Job 23:10. When he hath tried me, I shall come forth as gold.
It is grand to be able to say that while you are in the fire. It is very easy to say it about another man who is in the furnace; but when you are in there yourself, then to say, «I shall come forth as gold,» is the sublimity of faith! It is a very simple matter to say, «If I were again put into the fire, I know I should come forth as gold;» but it is when the burning heat is melting you, when you seem yourself to be shriveled up in the crucible, and so little of you is left, then is the time still to say, «When the Lord hath finished his work upon me, when he hath thoroughly assayed me, I shall come forth as gold.»
Job 23:11. My foot hath held his steps, his way have I kept, and not declined.
You cannot talk like that in the time of trouble if you have not led a sincere, and upright, and gracious life. those battles into which men come in the Valley of Humiliation, are often brought about by their tripping when they are going down the hill. Our sins find us out at length; but if God enables us to walk uprightly, then we feel very confident, not in our own uprightness, but in God's love and grace.
Job 23:12. Neither have I gone back from the commandment of his lips; I have esteemed the words of his mouth more than my necessary food. But he is in one mind, and who can turn him?
Job looks at his grief, and says concerning it, «It is according to God's mind that I should have this grief, and who can turn him?» there may be times when God wills that his servant should be in trouble; and when God lets down the iron bar, who eau lift it up? When he shutteth up a soul in doubting Castle, how shall it escape until he wins its deliverance?
Job 23:13. And what his soul desireth, even that he doeth. For he performeth the thing that is appointed for me: and many such things are with him. Therefore am f troubled at his presence: when I consider, I am afraid of him.
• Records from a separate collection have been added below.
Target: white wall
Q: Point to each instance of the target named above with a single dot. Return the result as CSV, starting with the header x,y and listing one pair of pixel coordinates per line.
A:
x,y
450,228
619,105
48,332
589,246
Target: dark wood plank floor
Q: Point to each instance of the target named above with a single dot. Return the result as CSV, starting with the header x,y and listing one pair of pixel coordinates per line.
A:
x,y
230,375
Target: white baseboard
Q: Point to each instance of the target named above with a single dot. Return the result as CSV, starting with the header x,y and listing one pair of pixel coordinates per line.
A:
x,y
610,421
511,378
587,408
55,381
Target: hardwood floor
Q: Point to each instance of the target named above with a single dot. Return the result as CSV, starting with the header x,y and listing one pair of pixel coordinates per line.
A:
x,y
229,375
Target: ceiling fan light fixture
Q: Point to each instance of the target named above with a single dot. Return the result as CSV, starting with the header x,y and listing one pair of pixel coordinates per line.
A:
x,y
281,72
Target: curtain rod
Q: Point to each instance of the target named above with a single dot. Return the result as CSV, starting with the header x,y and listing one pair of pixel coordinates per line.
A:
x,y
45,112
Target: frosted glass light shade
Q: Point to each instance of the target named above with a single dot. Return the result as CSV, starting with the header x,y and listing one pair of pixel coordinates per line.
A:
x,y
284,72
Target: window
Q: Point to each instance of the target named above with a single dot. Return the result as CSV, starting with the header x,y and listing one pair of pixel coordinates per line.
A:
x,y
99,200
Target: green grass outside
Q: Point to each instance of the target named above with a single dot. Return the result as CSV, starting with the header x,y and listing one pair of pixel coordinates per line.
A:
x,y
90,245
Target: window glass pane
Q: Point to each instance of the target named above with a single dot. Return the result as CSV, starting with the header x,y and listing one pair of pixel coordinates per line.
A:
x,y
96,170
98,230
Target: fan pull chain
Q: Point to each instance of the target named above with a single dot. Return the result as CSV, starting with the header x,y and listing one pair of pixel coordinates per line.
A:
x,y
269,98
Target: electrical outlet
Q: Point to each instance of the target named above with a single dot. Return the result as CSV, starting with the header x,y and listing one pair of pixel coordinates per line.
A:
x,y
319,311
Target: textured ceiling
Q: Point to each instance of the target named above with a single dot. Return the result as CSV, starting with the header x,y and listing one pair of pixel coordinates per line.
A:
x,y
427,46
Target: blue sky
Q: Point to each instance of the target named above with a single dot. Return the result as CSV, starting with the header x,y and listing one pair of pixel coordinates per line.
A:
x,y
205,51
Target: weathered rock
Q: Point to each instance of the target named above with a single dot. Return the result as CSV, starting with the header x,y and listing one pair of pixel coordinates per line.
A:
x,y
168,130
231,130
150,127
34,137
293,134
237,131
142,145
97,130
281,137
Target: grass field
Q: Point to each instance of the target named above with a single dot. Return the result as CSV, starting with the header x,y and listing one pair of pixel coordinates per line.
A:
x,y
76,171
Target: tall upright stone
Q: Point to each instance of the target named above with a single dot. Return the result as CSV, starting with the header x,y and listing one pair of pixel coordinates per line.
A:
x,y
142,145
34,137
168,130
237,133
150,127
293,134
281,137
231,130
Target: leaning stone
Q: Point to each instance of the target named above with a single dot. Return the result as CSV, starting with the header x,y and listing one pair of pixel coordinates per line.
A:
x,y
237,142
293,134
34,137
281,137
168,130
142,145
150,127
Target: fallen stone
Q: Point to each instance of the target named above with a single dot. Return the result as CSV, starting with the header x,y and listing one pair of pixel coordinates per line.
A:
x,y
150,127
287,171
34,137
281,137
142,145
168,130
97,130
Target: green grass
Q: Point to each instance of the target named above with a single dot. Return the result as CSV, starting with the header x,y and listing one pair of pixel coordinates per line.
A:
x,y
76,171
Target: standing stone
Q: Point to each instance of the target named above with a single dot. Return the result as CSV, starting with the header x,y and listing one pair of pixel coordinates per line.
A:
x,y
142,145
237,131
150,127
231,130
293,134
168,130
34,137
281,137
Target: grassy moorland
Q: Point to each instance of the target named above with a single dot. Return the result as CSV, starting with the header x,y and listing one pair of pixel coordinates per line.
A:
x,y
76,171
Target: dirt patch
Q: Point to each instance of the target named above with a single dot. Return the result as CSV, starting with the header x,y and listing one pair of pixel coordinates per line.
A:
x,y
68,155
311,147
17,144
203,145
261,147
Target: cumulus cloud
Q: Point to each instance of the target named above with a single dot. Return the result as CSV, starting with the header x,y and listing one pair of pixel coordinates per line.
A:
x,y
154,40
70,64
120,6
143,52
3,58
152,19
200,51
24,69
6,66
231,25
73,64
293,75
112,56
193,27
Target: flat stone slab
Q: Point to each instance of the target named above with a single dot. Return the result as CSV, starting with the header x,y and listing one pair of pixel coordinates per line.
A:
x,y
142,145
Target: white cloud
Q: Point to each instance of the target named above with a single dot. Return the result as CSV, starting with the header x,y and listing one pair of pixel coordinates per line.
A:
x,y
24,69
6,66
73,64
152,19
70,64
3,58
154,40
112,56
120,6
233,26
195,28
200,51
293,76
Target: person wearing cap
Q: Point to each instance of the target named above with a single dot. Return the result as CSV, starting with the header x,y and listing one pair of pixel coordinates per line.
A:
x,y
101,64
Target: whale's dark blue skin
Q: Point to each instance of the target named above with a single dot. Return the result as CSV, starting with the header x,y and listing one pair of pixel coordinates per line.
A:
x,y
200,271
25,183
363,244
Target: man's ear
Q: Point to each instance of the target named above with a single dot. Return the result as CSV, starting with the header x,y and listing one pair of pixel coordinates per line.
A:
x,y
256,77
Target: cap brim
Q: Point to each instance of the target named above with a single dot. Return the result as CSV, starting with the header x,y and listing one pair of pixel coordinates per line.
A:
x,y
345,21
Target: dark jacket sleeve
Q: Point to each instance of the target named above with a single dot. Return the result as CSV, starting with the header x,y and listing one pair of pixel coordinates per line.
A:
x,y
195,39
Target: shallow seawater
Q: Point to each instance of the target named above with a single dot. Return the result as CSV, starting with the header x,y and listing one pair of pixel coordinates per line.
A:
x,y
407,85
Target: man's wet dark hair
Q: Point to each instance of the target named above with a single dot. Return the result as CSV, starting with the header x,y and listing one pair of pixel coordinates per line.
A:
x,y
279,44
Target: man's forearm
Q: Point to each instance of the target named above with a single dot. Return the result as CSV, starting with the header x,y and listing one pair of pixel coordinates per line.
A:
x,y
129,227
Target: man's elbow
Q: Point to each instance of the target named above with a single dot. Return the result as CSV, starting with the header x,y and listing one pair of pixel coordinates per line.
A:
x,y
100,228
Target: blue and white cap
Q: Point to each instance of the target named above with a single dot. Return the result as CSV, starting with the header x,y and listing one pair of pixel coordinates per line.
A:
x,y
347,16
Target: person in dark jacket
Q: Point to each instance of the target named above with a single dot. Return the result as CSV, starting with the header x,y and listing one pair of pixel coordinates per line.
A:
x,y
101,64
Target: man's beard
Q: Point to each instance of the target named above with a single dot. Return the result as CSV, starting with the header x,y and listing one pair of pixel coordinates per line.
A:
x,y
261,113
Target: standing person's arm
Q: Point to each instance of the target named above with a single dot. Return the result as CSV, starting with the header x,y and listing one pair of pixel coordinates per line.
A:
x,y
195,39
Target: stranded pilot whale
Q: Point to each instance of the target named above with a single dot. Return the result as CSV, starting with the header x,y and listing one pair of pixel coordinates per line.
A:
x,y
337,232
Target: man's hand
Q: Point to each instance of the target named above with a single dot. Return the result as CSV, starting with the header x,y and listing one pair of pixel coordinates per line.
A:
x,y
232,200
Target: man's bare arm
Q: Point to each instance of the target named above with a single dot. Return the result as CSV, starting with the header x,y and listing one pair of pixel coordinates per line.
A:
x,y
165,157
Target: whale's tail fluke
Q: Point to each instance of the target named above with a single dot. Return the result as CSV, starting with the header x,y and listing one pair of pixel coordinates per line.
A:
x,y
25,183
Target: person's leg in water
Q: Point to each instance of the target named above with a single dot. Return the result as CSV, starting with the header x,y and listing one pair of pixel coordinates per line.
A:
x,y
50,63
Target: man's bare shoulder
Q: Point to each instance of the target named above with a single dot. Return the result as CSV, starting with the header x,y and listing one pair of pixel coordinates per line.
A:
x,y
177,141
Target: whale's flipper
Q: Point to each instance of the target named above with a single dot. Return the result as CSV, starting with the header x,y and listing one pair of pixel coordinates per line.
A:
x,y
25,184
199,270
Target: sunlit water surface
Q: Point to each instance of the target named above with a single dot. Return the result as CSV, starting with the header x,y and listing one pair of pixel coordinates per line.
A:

Yet he longed for him. So, sometimes, we long for the presence of God, yet that presence strikes us with a solemn awe whenever We are favored with it. We ask to see our Lord, yet when we do see him, we have to say, with John, «When I saw him, I fell at his feet as dead.» Or perhaps we are like Peter who, when the Lord Jesus was in his boat, fell down before him, and cried, «depart from me; for I am a sinful man, O Lord.» the majesty of Christ's pure presence was too much for poor imperfect Peter; so is it for us.
Job 23:16. for God maketh my heart soft, and the Almighty troubleth me: Because I was not cut off before the darkness, neither hath he covered the darkness from my face.
Now you see where you might be if you had Job's experience. If you are not there, be very grateful; and if you are there, say, there is a better man than I am who has been this way before me. I can see his footprints on the sands of time, and I am encouraged by his example to trust my Lord in the darkest hour.» You are not the only man who has been in the coal- cellar; there have been better men than you in the dark places of the earth before now; therefore, still have hope, and be confident in God that in his own good time he will deliver you.